Terkait pemeriksaan oleh Polda Gorontalo atas dugaan tersebut, Hamka mengatakan pihaknya menghormati pihak APH dalam melakukan klarifikasi dengan mendatangi Kantor Baznas.
Bahkan kata Hamka, pihaknya juga telah memenuhi undangan dalam kapasitas dimintai keterangan di Polda Gorontalo terkait apa yang masalah itu.
“Pihak kami telah menyampaikannya ke APH melalui Wakil Ketua II tentang prosedurnya. Terkait pemeriksaan ini kami juga telah melakukan langkah konsultasi dengan Direktorat Audit Kepatuhan Syariah Baznas RI untuk pendampingan hukum,” ujarnya.

Ditempat yang sama, Wakil Ketua II yang membidangi pendistribusian dan pendayagunaan, Ismet Tuhala menjelaskan bahwa program kemanusiaan kembali digulirkan dengan fokus pada pembangunan mahayani bagi warga yang memenuhi persyaratan.
Dalam pemberian bantuan ada dua hal yang harus diperhatikan, yaitu prosedur dan persyaratan. Salah satu penerima bantuan kali ini adalah Saudara Andre, yang telah melalui proses verifikasi dan persetujuan oleh tim pimpinan program.
Program ini memiliki prosedur yang cukup ketat, dimulai dari pengajuan permohonan oleh calon penerima bantuan.

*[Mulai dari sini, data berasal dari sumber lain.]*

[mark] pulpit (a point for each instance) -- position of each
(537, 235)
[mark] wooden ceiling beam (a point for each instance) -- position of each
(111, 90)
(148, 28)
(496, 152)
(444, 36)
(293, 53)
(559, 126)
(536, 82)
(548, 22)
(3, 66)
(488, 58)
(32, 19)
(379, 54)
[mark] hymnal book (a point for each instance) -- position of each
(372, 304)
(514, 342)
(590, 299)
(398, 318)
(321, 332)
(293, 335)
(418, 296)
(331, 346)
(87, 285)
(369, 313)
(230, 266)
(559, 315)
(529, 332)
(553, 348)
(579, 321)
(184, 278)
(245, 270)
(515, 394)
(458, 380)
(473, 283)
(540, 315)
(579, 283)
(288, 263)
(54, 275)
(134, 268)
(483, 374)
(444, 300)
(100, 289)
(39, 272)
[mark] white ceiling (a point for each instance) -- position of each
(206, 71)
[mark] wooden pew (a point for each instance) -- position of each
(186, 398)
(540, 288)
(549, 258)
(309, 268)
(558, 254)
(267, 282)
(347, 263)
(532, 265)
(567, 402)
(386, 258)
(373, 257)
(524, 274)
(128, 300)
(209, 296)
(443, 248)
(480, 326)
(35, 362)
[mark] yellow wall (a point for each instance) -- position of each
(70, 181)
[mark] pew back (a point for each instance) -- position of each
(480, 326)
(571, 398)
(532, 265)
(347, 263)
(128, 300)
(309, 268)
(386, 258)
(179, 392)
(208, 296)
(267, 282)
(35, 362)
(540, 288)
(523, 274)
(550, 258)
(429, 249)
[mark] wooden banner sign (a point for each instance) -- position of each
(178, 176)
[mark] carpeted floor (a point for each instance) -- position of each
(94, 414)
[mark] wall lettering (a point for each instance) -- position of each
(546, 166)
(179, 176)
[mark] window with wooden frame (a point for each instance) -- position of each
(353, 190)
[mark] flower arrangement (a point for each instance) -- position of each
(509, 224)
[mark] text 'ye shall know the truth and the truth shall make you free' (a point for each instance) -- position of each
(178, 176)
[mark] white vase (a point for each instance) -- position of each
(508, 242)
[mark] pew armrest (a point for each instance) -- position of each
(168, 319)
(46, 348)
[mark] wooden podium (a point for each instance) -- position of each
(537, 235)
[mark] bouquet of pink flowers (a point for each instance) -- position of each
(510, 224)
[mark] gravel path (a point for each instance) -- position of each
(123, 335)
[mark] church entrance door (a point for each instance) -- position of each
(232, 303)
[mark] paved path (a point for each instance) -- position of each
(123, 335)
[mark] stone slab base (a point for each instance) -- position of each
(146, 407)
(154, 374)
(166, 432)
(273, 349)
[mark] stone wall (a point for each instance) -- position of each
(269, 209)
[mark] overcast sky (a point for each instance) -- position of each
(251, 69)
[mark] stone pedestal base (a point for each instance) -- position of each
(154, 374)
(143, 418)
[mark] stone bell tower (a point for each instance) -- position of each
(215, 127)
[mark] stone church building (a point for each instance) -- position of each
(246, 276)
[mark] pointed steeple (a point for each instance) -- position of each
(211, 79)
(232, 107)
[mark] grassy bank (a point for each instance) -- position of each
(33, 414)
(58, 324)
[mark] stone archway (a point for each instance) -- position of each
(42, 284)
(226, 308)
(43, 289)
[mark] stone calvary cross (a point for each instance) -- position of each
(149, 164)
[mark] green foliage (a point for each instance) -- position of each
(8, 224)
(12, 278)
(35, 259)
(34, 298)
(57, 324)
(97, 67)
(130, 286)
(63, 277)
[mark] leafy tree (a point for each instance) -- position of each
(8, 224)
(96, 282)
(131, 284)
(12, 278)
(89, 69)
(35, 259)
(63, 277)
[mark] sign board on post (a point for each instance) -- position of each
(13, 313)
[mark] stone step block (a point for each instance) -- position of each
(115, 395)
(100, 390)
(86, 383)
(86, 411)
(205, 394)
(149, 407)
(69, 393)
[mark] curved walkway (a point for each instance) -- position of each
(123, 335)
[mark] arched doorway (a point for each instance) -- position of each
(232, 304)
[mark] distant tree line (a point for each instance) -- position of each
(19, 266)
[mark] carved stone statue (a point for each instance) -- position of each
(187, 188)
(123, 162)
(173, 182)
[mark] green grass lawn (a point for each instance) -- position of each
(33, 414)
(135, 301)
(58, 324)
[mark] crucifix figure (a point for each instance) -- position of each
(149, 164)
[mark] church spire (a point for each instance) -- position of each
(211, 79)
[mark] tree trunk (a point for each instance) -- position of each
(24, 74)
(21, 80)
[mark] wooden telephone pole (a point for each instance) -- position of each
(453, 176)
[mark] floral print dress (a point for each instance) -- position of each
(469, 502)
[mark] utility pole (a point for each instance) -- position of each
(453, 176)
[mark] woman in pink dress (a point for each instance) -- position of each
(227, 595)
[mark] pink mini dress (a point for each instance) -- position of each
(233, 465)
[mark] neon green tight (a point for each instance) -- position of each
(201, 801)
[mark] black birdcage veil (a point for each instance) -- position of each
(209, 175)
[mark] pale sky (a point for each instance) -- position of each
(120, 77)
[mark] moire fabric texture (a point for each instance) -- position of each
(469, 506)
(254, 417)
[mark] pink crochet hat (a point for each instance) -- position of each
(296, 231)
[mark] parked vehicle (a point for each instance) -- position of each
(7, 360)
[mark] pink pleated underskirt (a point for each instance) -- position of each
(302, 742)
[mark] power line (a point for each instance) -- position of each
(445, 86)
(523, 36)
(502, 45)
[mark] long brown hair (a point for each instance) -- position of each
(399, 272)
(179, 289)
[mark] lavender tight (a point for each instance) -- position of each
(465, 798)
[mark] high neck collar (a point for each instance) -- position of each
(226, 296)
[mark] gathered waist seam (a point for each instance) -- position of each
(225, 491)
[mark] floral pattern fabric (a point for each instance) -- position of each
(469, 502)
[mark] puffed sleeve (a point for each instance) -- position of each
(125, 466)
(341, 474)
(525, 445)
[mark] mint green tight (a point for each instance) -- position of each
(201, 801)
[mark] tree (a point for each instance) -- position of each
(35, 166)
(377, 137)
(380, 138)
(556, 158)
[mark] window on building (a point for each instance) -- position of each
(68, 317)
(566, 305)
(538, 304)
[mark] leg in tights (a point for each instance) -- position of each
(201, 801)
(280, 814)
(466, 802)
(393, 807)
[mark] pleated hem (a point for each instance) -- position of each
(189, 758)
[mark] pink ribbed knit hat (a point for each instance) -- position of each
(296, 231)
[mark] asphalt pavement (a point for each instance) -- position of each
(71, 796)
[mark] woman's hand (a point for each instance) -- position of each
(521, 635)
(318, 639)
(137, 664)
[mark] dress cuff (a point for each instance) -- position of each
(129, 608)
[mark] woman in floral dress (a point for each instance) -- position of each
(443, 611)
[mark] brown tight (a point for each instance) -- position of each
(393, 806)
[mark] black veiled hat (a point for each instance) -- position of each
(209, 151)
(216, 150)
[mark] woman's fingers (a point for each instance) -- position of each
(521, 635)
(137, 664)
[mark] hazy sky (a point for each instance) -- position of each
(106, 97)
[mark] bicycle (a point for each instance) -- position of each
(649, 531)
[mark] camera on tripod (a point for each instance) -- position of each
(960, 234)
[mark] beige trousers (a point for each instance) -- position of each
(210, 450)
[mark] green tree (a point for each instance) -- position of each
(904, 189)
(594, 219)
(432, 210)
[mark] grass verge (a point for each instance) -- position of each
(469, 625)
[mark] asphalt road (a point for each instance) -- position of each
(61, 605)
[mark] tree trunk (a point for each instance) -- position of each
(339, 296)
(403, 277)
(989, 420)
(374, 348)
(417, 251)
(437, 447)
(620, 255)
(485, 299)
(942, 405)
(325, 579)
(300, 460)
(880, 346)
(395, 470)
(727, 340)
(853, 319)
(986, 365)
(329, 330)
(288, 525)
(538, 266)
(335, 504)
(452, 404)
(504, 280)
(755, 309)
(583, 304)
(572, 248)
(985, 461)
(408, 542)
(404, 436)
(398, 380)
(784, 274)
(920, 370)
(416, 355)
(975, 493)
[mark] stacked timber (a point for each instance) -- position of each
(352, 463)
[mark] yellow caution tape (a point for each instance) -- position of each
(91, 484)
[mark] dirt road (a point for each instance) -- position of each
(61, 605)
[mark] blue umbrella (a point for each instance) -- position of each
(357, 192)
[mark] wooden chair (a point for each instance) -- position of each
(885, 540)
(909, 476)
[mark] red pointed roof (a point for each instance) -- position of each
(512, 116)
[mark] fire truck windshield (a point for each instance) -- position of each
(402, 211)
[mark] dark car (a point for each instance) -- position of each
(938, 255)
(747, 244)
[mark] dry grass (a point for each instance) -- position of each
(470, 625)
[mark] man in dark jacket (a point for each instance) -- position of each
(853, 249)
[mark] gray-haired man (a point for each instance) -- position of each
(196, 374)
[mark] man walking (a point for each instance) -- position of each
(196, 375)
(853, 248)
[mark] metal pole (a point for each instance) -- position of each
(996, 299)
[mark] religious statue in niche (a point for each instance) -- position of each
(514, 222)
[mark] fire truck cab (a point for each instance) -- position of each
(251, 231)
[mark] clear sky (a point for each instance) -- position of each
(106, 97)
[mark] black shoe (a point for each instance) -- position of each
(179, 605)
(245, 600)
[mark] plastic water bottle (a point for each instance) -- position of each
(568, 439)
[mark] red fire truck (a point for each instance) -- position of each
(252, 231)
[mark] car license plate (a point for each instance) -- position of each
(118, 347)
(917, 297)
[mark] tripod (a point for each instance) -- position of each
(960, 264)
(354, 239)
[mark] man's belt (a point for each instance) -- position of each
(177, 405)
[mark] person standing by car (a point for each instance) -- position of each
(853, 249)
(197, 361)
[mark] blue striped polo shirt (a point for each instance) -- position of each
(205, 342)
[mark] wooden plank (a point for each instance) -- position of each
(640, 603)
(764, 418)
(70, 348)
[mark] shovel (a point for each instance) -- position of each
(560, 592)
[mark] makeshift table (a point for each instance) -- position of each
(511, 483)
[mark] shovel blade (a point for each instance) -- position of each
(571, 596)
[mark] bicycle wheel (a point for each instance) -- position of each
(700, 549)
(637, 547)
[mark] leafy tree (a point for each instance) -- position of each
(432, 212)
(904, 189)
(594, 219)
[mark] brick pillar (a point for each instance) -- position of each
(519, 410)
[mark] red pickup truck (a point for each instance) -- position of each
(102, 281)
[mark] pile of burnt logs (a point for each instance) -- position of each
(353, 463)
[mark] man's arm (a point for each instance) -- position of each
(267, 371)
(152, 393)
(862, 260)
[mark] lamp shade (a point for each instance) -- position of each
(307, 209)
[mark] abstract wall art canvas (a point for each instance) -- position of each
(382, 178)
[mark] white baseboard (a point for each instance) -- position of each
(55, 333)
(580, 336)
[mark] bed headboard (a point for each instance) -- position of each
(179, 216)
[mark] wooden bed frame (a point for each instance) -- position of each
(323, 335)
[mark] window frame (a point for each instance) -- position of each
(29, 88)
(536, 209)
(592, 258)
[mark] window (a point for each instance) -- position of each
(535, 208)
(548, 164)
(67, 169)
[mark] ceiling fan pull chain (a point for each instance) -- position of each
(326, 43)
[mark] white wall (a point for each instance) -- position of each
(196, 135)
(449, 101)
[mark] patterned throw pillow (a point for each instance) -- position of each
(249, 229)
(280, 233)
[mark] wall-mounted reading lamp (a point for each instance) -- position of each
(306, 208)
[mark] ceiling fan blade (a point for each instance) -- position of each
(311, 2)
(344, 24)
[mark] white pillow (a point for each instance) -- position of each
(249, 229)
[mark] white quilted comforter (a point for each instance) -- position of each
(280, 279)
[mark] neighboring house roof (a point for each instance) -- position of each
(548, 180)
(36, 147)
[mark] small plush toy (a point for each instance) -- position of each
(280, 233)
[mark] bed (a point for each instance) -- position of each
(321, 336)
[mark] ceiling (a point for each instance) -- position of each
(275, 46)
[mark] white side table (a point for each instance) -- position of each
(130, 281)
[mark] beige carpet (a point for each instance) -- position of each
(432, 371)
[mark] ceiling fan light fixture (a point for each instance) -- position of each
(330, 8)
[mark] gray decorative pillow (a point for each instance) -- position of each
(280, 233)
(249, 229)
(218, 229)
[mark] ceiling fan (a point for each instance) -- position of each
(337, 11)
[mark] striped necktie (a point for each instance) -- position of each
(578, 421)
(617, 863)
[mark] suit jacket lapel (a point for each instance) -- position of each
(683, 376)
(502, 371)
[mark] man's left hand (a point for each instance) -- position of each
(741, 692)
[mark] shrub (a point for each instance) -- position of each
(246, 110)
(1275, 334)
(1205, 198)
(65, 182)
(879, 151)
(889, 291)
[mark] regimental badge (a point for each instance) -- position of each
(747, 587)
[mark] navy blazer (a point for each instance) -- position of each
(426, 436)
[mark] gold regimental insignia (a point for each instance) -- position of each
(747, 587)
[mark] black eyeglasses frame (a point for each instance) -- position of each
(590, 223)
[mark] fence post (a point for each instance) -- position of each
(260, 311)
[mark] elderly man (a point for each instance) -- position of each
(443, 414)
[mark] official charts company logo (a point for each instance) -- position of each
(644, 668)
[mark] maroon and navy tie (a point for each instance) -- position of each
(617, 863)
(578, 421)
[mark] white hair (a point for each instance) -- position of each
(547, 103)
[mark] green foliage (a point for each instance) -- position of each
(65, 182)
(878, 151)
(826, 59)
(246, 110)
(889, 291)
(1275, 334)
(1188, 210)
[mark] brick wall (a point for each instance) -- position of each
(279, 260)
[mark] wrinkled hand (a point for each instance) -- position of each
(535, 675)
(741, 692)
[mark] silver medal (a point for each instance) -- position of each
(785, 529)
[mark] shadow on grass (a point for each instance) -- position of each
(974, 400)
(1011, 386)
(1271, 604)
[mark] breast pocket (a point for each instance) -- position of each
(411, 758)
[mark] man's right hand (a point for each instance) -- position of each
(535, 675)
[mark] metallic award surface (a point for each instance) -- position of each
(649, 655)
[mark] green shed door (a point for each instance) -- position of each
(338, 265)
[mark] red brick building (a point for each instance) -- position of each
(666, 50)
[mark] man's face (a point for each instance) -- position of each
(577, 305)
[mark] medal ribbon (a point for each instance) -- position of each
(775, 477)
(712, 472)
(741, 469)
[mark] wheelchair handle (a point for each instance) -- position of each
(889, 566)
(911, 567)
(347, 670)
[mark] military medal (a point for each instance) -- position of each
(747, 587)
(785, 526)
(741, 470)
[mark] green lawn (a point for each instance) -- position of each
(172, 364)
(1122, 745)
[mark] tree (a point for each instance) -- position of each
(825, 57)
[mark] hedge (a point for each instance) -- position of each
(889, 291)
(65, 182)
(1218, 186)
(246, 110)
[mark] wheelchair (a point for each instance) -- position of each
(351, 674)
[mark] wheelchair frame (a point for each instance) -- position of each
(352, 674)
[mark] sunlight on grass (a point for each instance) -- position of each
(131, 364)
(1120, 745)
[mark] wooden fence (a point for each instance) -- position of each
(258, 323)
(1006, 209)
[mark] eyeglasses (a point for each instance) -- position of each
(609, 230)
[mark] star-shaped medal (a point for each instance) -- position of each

Dalam prosesnya, pemohon diwajibkan menyerahkan sejumlah dokumen sebagai bentuk pemenuhan persyaratan administratif.
“Salah satu syarat utama adalah identitas hukum yang sah, seperti KTP atau surat keterangan domisili. Dalam kasus Saudara Andre, identitas yang bersangkutan dibuktikan dengan biodata resmi dari desa, yang mengonfirmasi status dan tempat tinggalnya,” kata Ismet.
Persyaratan berikutnya adalah kepemilikan lahan. Tanah yang diajukan untuk pembangunan rumah merupakan hibah dan telah disahkan secara legal Kepala Desa serta ditandatangani di atas materai oleh Camat setempat.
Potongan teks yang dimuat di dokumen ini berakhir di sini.